Pending the appeal hearing, the date of which has not yet been set, the initial bond of €50,000 was reduced to €30,000. The court also upheld Mulliez's obligation to report once a month to the Greek embassy in Belgium, his place of residence, according to his entourage.

== Career ==
Hugues Mulliez was born into a family of entrepreneurs. He created his first company at the age of 21, then sold it three years later.

=== Leroy Merlin, Blanche Porte, 3 Suisses, Auchan ===
From 1993 to 1996, Hugues Mulliez served as a salesman at Leroy Merlin, purchasing control trainee at La Blanche Porte and Aux 3 Suisses, and then as head of fruit and vegetable department at Auchan.

=== Net Player Games ===
In 1996, Hugues Mulliez founded Net Player Games in Lille, France. The company developed network games and assembled PCs.

=== Youg’s ===
In 1999, Hugues Mulliez created Youg's. In 2000, he opened the first Youg's store in Flers. Youg's was a retailer which distributed IT and digital products. The 3 stores were located in the North of France and the South of Paris, with approximately 100 employees.

=== Surcouf ===
The first Surcouf store was created in 1992 by Olivier Dewavrin and Hervé Collin.
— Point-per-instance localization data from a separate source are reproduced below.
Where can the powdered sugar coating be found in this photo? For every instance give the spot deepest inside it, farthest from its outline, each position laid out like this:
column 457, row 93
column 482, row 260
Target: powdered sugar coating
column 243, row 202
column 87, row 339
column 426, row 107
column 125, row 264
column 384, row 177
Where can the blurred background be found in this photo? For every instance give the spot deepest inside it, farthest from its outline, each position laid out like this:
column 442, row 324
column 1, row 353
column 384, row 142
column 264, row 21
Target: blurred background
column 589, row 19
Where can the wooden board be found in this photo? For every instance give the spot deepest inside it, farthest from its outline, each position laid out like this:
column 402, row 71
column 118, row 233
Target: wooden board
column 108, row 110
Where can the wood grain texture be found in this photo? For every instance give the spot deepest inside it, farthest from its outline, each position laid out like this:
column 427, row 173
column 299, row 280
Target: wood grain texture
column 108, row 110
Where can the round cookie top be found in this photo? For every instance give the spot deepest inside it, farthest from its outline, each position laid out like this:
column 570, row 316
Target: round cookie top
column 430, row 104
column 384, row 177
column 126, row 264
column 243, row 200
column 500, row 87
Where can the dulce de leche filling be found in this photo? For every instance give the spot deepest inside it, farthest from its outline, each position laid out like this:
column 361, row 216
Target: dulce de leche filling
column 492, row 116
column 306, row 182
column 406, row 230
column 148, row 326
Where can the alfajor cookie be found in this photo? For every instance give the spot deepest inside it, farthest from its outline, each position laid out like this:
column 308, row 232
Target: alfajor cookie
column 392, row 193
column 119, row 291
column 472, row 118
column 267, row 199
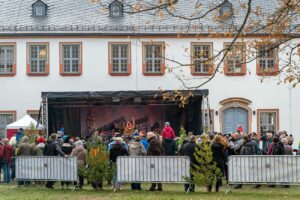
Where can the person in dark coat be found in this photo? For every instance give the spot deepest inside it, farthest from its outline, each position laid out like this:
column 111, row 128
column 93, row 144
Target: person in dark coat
column 155, row 149
column 19, row 135
column 169, row 146
column 52, row 148
column 24, row 149
column 188, row 150
column 248, row 148
column 7, row 160
column 219, row 158
column 67, row 148
column 117, row 150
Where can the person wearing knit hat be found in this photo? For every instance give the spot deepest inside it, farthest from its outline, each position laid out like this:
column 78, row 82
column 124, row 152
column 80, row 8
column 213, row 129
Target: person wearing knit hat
column 155, row 149
column 168, row 132
column 110, row 145
column 144, row 140
column 150, row 135
column 81, row 153
column 118, row 140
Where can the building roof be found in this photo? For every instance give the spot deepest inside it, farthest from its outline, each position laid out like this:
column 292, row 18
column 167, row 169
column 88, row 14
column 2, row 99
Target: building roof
column 87, row 17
Surcouf became a subsidiary of Fnac in April 2001 when it was bought by the PPR group. PPR Group develops a portfolio of high-growth global brands.

In 2009, Hugues Mulliez purchased Surcouf from the PPR Group. Youg's was merged and applied to the management of Surcouf. Hugues Mulliez served as the president and CEO.

=== Telecel Group ===
Telecel Global was founded in 2007. The firm offers wireless telecommunication services, and was formerly known as Exxon Telecom. Offices are located in South Africa and United Kingdom.

Hugues Mulliez served as a board member at Telecel. Hugues Mulliez, along with his business partners Nicolas Bourg, Mohamad Damush, and Laurent Foucher, launched Africa Startup Initiative Program in 2019, as part of Telecel Group's CSR programs.

As of January 2025 Mr. Mulliez no longer appears on the Board of Telecel and is engaged in a legal dispute with Telecel in front of the Courts of Mauritius.